I talk about the aftermath consisting of 4 surgeries (3 of which were emergency); a deep vein thrombosis; 2 pneumonias; 2 hospital infections plus a superbug from which we stopped counting on day 59; 2 surgeries to remove a filter plus a damaged pituitary gland. I talk about practically living @ the University of Alberta Teaching Hospital where there is no better place to see a microcosm of our broken humanity.
And, I speak to the realities of critical care; of grief; of the haze and horror that descends upon a family in the midst of a storm such as this.
But, after 33 days our son, David, opened one gorgeous blue eye. It would be literally months before he was considered out of his coma based upon the Glasko Coma Scale.
However, in my right hand I have another devotion for you today, my faithful prayer warriors. In the moments, days, and months since that dreaded phone call~ one a parent never wants to receive~ we have been blessed to receive God’s grace through avenues never expected.
Initially, we decided to lean heavily upon our Lord, knowing that we could rely on His compassion, comfort, and guidance. My husband & I made a conscious decision to listen carefully, pray continuously, and follow diligently….’come what may’. This, we knew, was the most difficult trial we had faced together and we knew our faith would be tested. Time & time again.

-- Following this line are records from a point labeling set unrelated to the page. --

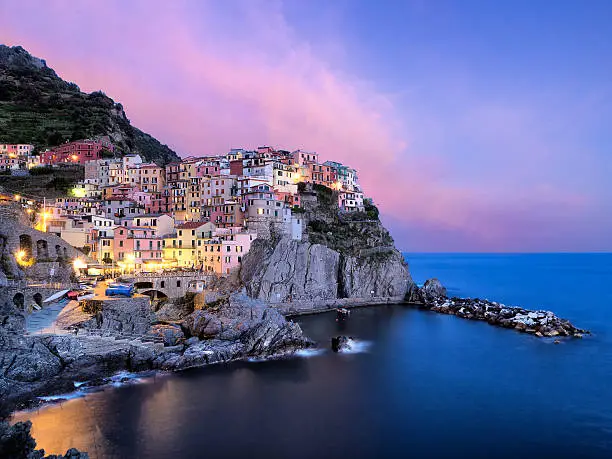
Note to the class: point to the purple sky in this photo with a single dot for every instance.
(474, 125)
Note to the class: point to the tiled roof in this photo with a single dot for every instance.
(190, 225)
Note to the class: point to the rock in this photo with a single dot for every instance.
(433, 290)
(287, 270)
(538, 323)
(342, 343)
(172, 335)
(202, 324)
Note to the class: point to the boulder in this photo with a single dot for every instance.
(172, 335)
(342, 343)
(433, 290)
(202, 324)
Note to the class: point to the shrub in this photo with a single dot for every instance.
(41, 170)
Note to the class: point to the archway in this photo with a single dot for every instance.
(155, 294)
(143, 284)
(42, 249)
(38, 299)
(19, 300)
(25, 245)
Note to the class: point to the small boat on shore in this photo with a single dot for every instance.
(56, 296)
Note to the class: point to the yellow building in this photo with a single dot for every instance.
(182, 246)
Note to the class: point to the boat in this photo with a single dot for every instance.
(56, 296)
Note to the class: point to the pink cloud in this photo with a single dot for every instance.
(182, 77)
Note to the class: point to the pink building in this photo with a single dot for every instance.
(224, 253)
(136, 246)
(77, 152)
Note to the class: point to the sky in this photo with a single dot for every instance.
(475, 126)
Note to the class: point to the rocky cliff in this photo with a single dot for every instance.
(234, 327)
(38, 107)
(341, 257)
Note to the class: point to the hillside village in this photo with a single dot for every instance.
(199, 213)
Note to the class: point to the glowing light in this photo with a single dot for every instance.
(21, 259)
(79, 264)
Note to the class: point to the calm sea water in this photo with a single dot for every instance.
(421, 385)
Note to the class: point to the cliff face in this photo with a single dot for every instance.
(342, 257)
(38, 107)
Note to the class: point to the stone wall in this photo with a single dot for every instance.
(16, 235)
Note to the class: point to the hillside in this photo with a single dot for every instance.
(38, 107)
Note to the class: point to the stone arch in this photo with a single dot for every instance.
(143, 284)
(37, 299)
(19, 300)
(42, 249)
(155, 294)
(25, 245)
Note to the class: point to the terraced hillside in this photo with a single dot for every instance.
(38, 107)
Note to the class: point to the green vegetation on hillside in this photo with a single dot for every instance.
(38, 107)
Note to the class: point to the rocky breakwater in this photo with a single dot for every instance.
(432, 296)
(341, 260)
(16, 442)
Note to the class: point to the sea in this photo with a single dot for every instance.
(417, 385)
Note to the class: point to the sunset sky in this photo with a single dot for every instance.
(474, 125)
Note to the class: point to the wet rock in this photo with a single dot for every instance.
(342, 343)
(171, 335)
(538, 323)
(202, 324)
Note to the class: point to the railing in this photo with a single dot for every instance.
(193, 274)
(45, 284)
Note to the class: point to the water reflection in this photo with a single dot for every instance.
(430, 385)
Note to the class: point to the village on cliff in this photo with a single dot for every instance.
(202, 213)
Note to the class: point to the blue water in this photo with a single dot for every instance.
(423, 385)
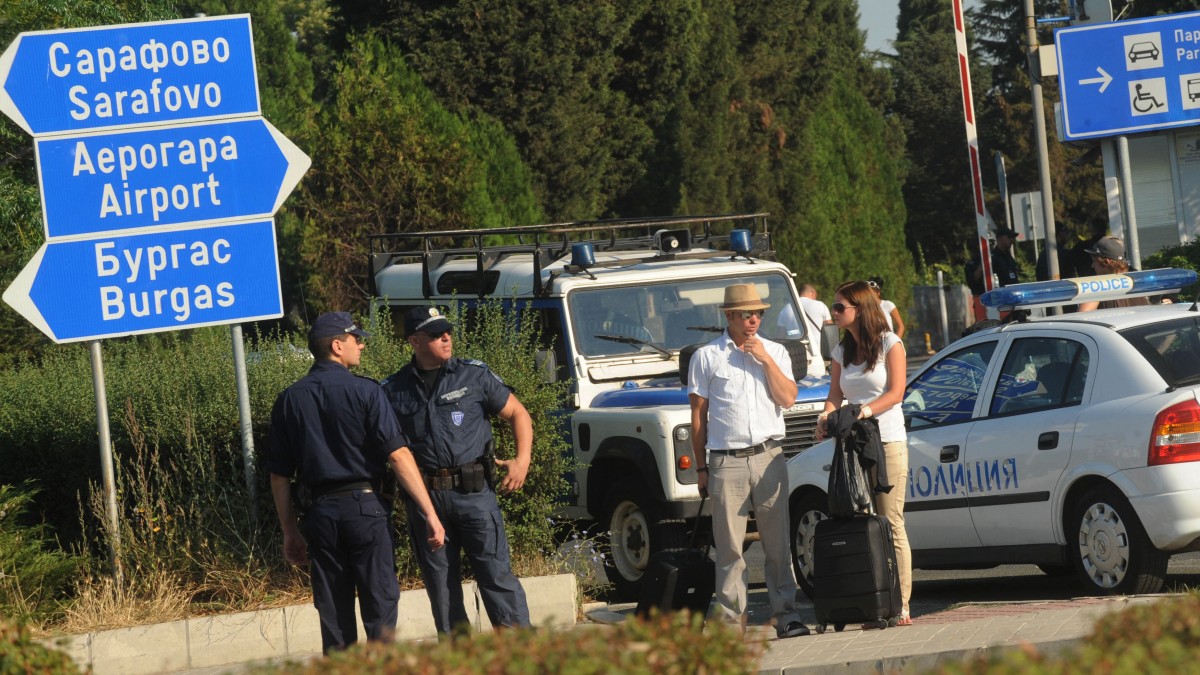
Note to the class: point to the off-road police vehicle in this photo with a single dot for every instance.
(618, 302)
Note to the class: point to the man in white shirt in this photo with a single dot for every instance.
(738, 387)
(817, 315)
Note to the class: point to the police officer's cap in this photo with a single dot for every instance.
(331, 324)
(426, 320)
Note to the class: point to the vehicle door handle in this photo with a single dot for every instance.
(1048, 441)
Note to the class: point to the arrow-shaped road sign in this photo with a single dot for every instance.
(133, 75)
(168, 175)
(1103, 81)
(114, 286)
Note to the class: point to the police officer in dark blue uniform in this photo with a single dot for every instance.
(444, 406)
(337, 435)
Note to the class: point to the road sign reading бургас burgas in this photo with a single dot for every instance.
(126, 249)
(1129, 77)
(133, 75)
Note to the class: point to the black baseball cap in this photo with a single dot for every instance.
(426, 320)
(1109, 248)
(331, 324)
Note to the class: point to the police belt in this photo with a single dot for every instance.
(768, 444)
(341, 489)
(445, 477)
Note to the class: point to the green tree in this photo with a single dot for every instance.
(1006, 120)
(545, 70)
(937, 191)
(391, 159)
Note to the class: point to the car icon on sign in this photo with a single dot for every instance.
(1143, 51)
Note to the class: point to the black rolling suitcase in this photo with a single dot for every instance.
(855, 573)
(678, 579)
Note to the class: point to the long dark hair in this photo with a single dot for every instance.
(871, 324)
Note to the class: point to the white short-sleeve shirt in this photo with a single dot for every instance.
(741, 411)
(861, 386)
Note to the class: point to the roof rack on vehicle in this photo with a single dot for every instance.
(663, 238)
(1089, 288)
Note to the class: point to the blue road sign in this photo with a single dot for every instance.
(114, 286)
(133, 75)
(1129, 77)
(166, 175)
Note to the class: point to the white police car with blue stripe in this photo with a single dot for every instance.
(1071, 442)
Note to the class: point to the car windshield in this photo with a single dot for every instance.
(1173, 348)
(623, 320)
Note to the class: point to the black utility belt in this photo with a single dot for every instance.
(469, 477)
(768, 444)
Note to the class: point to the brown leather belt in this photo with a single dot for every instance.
(768, 444)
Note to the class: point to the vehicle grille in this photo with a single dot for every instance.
(802, 431)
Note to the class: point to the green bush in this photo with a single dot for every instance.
(19, 655)
(185, 509)
(672, 644)
(35, 575)
(1159, 637)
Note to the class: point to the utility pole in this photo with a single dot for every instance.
(1039, 131)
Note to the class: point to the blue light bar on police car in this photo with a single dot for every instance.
(1089, 288)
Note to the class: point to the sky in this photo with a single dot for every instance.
(879, 19)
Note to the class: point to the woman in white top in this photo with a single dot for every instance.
(889, 309)
(868, 369)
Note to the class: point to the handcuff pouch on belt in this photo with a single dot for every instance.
(469, 478)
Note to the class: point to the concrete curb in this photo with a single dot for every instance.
(282, 633)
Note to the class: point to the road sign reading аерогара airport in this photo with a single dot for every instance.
(133, 75)
(1129, 77)
(165, 175)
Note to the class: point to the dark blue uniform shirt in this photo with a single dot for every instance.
(451, 426)
(333, 426)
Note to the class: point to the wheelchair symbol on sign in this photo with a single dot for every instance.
(1145, 102)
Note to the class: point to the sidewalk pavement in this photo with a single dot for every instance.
(232, 643)
(952, 635)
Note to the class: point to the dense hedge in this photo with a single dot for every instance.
(1159, 637)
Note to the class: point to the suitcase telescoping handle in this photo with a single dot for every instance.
(695, 529)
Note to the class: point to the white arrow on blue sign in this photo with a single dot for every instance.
(114, 286)
(1129, 77)
(135, 75)
(167, 175)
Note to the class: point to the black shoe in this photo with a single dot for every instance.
(793, 629)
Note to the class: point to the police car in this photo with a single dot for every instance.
(1071, 442)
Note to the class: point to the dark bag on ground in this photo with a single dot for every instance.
(855, 573)
(679, 579)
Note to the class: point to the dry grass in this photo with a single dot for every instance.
(159, 597)
(101, 603)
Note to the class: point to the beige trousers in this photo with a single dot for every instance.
(737, 487)
(891, 506)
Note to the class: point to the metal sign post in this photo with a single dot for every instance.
(159, 181)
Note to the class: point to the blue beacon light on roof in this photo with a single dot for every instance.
(1089, 288)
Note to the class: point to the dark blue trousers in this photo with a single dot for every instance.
(475, 527)
(352, 551)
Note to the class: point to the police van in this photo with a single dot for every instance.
(621, 304)
(1071, 442)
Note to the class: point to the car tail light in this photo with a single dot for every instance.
(1176, 435)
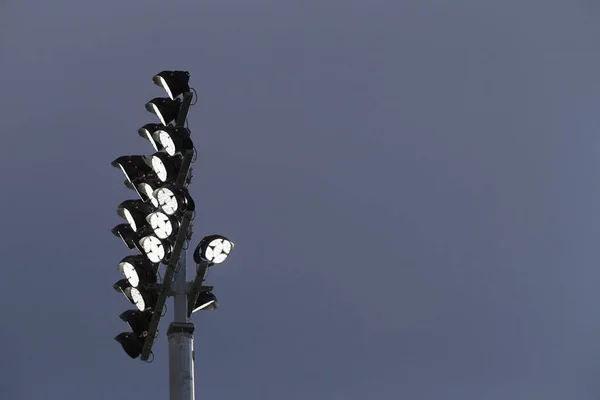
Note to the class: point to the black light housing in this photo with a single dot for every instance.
(139, 321)
(175, 83)
(213, 249)
(174, 140)
(206, 301)
(127, 235)
(148, 132)
(173, 200)
(134, 167)
(145, 188)
(142, 298)
(131, 343)
(165, 109)
(138, 270)
(135, 212)
(163, 225)
(166, 168)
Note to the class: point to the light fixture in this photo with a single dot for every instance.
(163, 226)
(134, 167)
(155, 249)
(134, 212)
(175, 83)
(127, 235)
(142, 298)
(206, 301)
(165, 109)
(146, 187)
(148, 132)
(138, 270)
(166, 168)
(139, 321)
(174, 140)
(213, 249)
(131, 343)
(173, 201)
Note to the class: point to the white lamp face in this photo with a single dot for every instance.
(149, 193)
(218, 250)
(138, 299)
(203, 306)
(167, 143)
(125, 173)
(167, 201)
(130, 273)
(130, 219)
(158, 114)
(159, 168)
(161, 225)
(151, 140)
(163, 83)
(153, 248)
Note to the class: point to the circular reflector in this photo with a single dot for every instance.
(165, 139)
(218, 250)
(167, 201)
(147, 190)
(153, 248)
(130, 273)
(159, 168)
(137, 299)
(161, 224)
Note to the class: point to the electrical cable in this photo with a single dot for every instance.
(195, 100)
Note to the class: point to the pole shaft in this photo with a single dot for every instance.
(181, 332)
(181, 361)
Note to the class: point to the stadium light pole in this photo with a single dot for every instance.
(165, 208)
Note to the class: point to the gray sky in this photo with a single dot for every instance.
(412, 187)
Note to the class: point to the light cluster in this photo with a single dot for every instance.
(151, 223)
(157, 224)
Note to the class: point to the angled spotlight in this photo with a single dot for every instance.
(213, 249)
(165, 109)
(131, 343)
(134, 167)
(139, 321)
(163, 226)
(155, 249)
(166, 168)
(134, 212)
(142, 298)
(126, 234)
(173, 201)
(175, 83)
(174, 140)
(148, 132)
(206, 301)
(138, 270)
(145, 188)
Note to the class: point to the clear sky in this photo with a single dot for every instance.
(412, 187)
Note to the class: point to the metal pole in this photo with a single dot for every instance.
(181, 331)
(181, 341)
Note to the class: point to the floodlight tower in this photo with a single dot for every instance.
(159, 227)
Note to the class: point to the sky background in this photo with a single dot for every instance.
(412, 187)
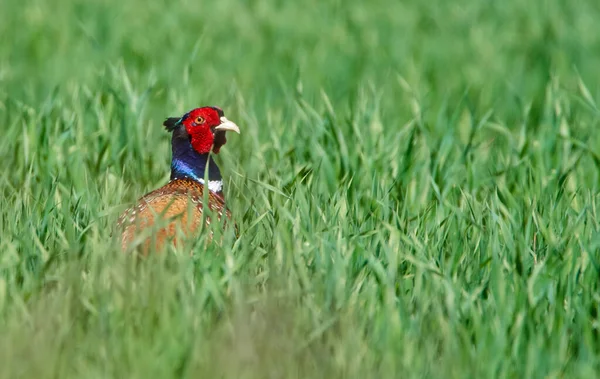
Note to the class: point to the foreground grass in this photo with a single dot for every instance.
(416, 188)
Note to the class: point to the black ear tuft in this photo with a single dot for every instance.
(171, 123)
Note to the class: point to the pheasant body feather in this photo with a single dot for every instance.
(179, 205)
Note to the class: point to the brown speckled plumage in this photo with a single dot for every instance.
(177, 208)
(178, 204)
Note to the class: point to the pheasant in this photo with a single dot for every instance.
(179, 204)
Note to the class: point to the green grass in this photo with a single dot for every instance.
(416, 186)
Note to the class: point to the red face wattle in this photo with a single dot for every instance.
(206, 127)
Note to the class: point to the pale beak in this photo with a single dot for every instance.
(228, 125)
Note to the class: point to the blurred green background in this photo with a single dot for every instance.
(416, 186)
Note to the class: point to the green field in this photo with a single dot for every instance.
(416, 186)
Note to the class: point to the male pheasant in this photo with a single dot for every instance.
(179, 204)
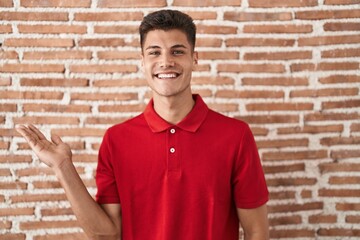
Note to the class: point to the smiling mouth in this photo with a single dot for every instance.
(167, 75)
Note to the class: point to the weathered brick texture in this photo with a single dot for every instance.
(288, 68)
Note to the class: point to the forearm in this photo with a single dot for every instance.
(93, 219)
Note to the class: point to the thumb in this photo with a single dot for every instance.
(56, 139)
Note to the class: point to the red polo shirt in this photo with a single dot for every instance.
(181, 181)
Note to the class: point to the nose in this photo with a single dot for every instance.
(167, 60)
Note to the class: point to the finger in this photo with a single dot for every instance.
(36, 131)
(56, 139)
(27, 134)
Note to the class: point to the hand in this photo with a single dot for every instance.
(53, 154)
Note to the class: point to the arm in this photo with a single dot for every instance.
(98, 222)
(254, 223)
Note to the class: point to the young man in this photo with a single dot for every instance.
(178, 170)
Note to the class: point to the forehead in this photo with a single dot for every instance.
(166, 39)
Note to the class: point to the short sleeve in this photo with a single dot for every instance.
(107, 191)
(249, 185)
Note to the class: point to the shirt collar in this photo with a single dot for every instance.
(190, 123)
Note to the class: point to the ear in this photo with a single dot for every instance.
(195, 57)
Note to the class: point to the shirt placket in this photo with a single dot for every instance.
(173, 149)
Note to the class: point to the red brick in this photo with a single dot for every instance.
(348, 206)
(234, 42)
(131, 3)
(257, 16)
(208, 42)
(103, 42)
(295, 207)
(119, 82)
(341, 53)
(292, 233)
(215, 29)
(7, 107)
(16, 211)
(13, 185)
(124, 29)
(348, 26)
(279, 106)
(339, 193)
(282, 195)
(294, 155)
(248, 94)
(333, 79)
(330, 141)
(278, 55)
(275, 182)
(37, 198)
(324, 92)
(8, 55)
(112, 55)
(31, 95)
(5, 81)
(339, 167)
(54, 82)
(31, 68)
(328, 40)
(5, 29)
(287, 220)
(269, 119)
(344, 154)
(15, 159)
(67, 236)
(46, 120)
(206, 3)
(48, 224)
(103, 68)
(340, 2)
(122, 108)
(38, 42)
(286, 28)
(331, 116)
(6, 3)
(340, 104)
(298, 167)
(104, 120)
(282, 3)
(104, 96)
(34, 16)
(14, 236)
(59, 108)
(327, 14)
(275, 81)
(79, 132)
(52, 29)
(108, 16)
(219, 80)
(251, 68)
(4, 145)
(344, 180)
(342, 232)
(56, 3)
(45, 55)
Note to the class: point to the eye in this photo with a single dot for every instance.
(178, 52)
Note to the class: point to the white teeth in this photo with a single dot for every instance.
(166, 75)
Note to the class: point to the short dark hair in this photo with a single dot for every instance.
(168, 20)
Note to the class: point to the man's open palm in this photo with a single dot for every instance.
(53, 153)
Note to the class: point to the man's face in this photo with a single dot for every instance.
(168, 61)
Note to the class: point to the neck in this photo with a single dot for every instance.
(173, 109)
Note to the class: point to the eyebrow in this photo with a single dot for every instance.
(157, 47)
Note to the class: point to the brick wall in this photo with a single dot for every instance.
(288, 68)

We wanted to be alive in His word; faithful in obedience, and trustworthy in our actions. This was a storm in which we could not lose the sails and must man the masts at all time. Primarily, we had to believe in God’s promises and remember how faithful He had been to us during the breadth of our marriage.
At times, we felt as if we were in gales that would never let up. Each day I would hear past snippets from former book studies. Beth Moore in my left ear; your prayers in my right. Late each night before Wayne would travel home we would praise God for any advances forward and we would beseech Him to hear our prayers, reaching out for His mercy and grace. Then, there would be those times when we would cry in each other’s arms pleading to Jesus to hold us in the palm of His hand and spare our son.
God entered often. He came through your visits; through literally hundreds of David’s friends; and through encounters with the multitude of staff and strangers. He came quietly. He came boldly. He came every day as a presence of hope, love & joy. Always, He stunned me. He emboldened me. He led me to opportunities to share His message of the Trinity. “David,” I would say, “this is a wonderful opportunity for you to pray!” And to the janitor who entered David’s room: “Would you sing ‘Amazing Grace’ with me?” Or to the nurses: “Please pray the Lord’s prayer over David with me today.”
And they all did. 100% of the time. If technicians came in to change the lights, for example, I would ask them to pray a mother’s prayer with me for my son.
Who can resist God when a mother has tears in her eyes? Or, “what is your favourite Bible verse?” I often asked. “David’s is Philippians 4:13.” When cafeteria workers inquired about David’s situation, we would always end with~”would you pray for our son?” I envisioned you all cheering me on! It helped that Dave’s wall was covered with postcards & lettres, blessings & scripture; our healing cross over his bed.
I was always willing to answer any & every question. The former teacher in me! And, then, as time passed, I became more passionate about sharing with those whom I knew God would ‘knock their socks off’. Those people who had informed me under no uncertain terms that they were non-believers..”Oh I used to believe, they would say”….or,” don’t give me any of that mumbo-jumbo”. Aha! An opening!
And sure as the sun rises in the morning, God would present more and more opportunities. It dawned on me that as women and as mothers we have a great moment in time to spread God’s assurances, even “in hospital”. For we can offer His love through the warmth and wisdom of women. Gently, Softly, Boldly.
Boldness, I determined, breeds boldness. Aslan, the Lion in CS Lewis depiction of Christ is a visual reminder of this.
Breathing His majesty from feeling your prayers and knowing that we were held up as a family by this church inspired us as we felt your strength and support. So, I offer our appreciative thanks.
Prayer, we know, is powerful. God also taught us that to pray persistently is a testament of faith. And we all understand that when prayer is backed with faith, the grace and power of an Almighty God shows up boldly to proclaim His glory.
Like Daniel. Like Esther. Like Elijah. Like an ordinary young man [just] riding his bicycle on a quiet country road on a beautiful Fall day.